I don’t disagree with this at all. One quick warning, when building the modules, you need to make clean when switching between them. Regardless of what we choose, I think getting a travis-ci script up and running in either the monolithic repo, or in the libavr32 repo would be a good idea. The monolithic case is pretty straightforward, we’d have to be a bit clever with submodules, but it’s definitely doable.
So what are we doing here? I guess the final decision is down to @tehn, but it doesn’t feel like we’re at consensus. My own position is that the greatest weight of opinion should be given to those that are willing to do the work and support it, I’m happy to do the work to break up the modules into separate repos, but I can’t really support it for more than the next couple of months… so someone else will have to be the primary advocate for this approach.
I really like the “control-block” approach that @rick_monster advocates, particularly as it will brings us closer to getting multiple apps in a single module firmware, which I’d really like to see, and I’d be as supportive as I can if someone wants to step up and make that happen.
simplify/unify libavr32 (which has been done, thanks!) between all modules
facilitate firmware mods on for the modules (ie orca)
on the aleph front:
make aleph and module libavr32 the same
develop a system to wrap the euro code to be run on the aleph
now, realistically, the euro goals can be accomplished with not much effort, and very quickly (or longer if git history is to be preserved). one point i didn’t raise for split repositories, is that it makes it so that monome doesn’t need to “own” the repo of a mod-- ie, scannerdarkly/orca is just fine given it submodules monome/libavr32 yeah? this facilitates less organizational management, though presently it’s not a hassle.

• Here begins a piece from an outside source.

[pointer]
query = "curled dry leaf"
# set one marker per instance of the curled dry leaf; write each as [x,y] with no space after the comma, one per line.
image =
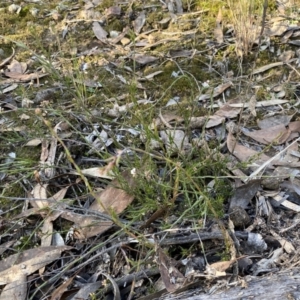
[170,275]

as for the ambitious aleph developments, i must be honest that i’m already swamped and don’t expect to be able to invest real time in the near future. so my priorities are simply to make some changes that will improve the present state of things.
i’m good keeping separate repositories for simply issues/releases, if there’s a general feeling that we should maintain some sort of encompassing repository as now. however, i do not want to mix the entire aleph project (which includes blackfin code, avr8 code, emulators, etc) into the same repo as the modular stuff, resulting in a mega-monome repo-- people shouldn’t need to grab the whole aleph tree just to tweak a WW, etc.

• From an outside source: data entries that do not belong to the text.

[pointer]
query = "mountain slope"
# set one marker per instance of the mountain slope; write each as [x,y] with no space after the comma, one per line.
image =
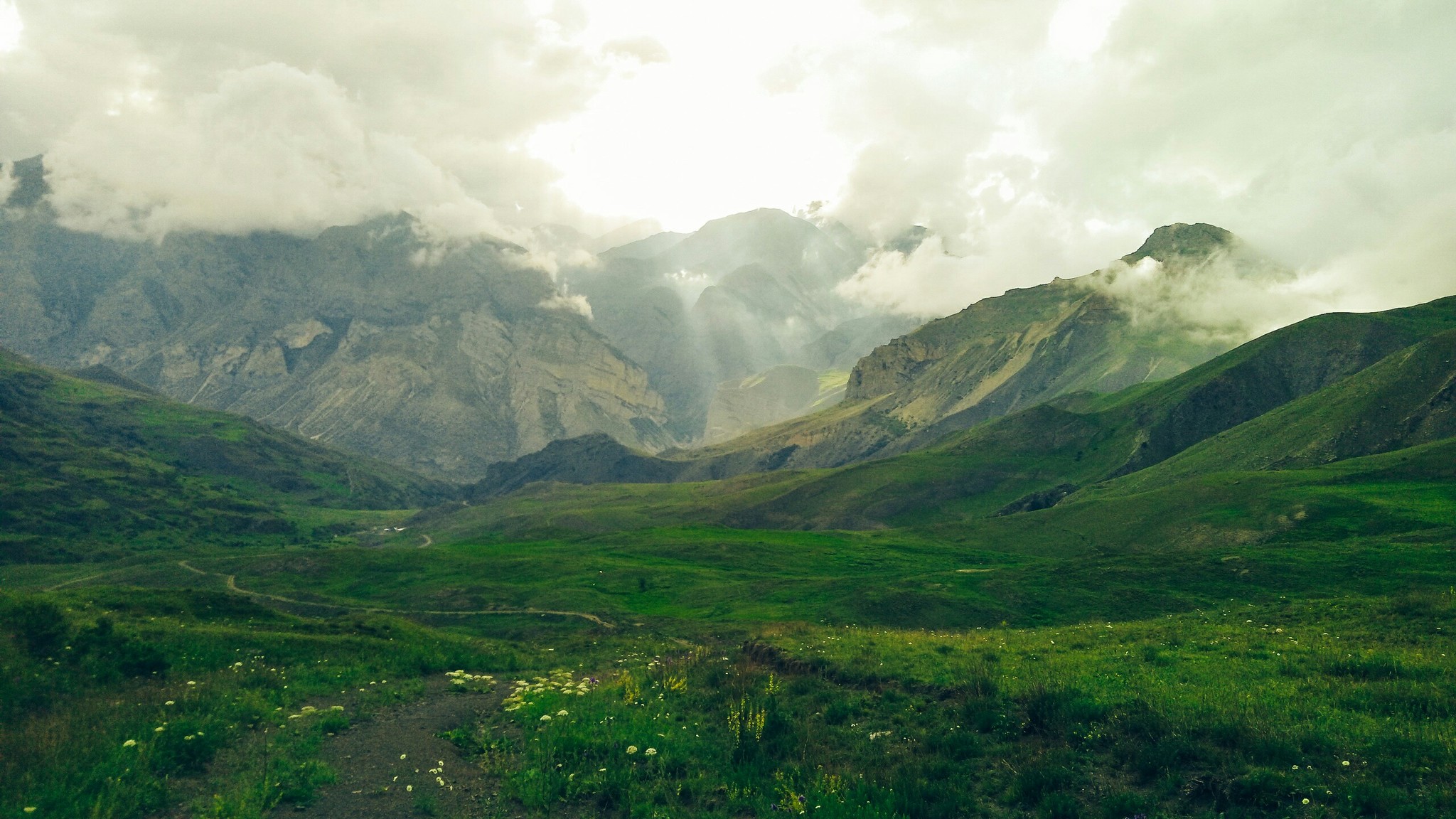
[996,358]
[730,301]
[1008,353]
[1037,456]
[441,359]
[1093,437]
[91,469]
[1406,400]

if the eventuality is a shared libavr32 with aleph, i’m still leaning towards submodules.
lastly, i’m not terribly worried about libavr32 breaking old work, as it shouldn’t be modified very much-- and any modifications to it shall be heavily scrutinized-- and as such, attention can be paid to which modules might be affected.
also @sam amazing that you got the ASF down to 4mb. and excellent submodule tutorial!

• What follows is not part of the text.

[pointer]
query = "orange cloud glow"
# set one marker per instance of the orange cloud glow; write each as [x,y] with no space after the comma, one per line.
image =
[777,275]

so-- that’s my vote, but please don’t take it as absolute-- i’ve listened closely to all suggestions and am still up for something different given it makes sense for the broader goals we have.
I’m just going to carry on with splitting the repos up in that case. Even if all the stuff I do gets chucked, it’s still kinda of fun. I’ve decided that I enjoy the process more than the product.
So, a status update:
ASF pruning is done.
I’ve got a bash script to split all the repos, keeping all the git history.
Next up, I’ll script some changes to the libavr32 repo, currently it’s only got the skeleton folder in it, I’m going to rename that to src and copy over the asf folder from my diet-asf script. Should I move the conf folder up to the root? (As the Aleph repo does it.)
Then, it’ll be time to submodule libavr32 in and try my hand at some sed magic to update all the config.mk files with the updated directories.
I’ve got some free time on Thursday, so hopefully I’ll get some stuff posted on my GitHub account for people to test and suggest improvements. The ASF version has gone up from 3.17 to 3.30, so it’ll all need testing on hardware too.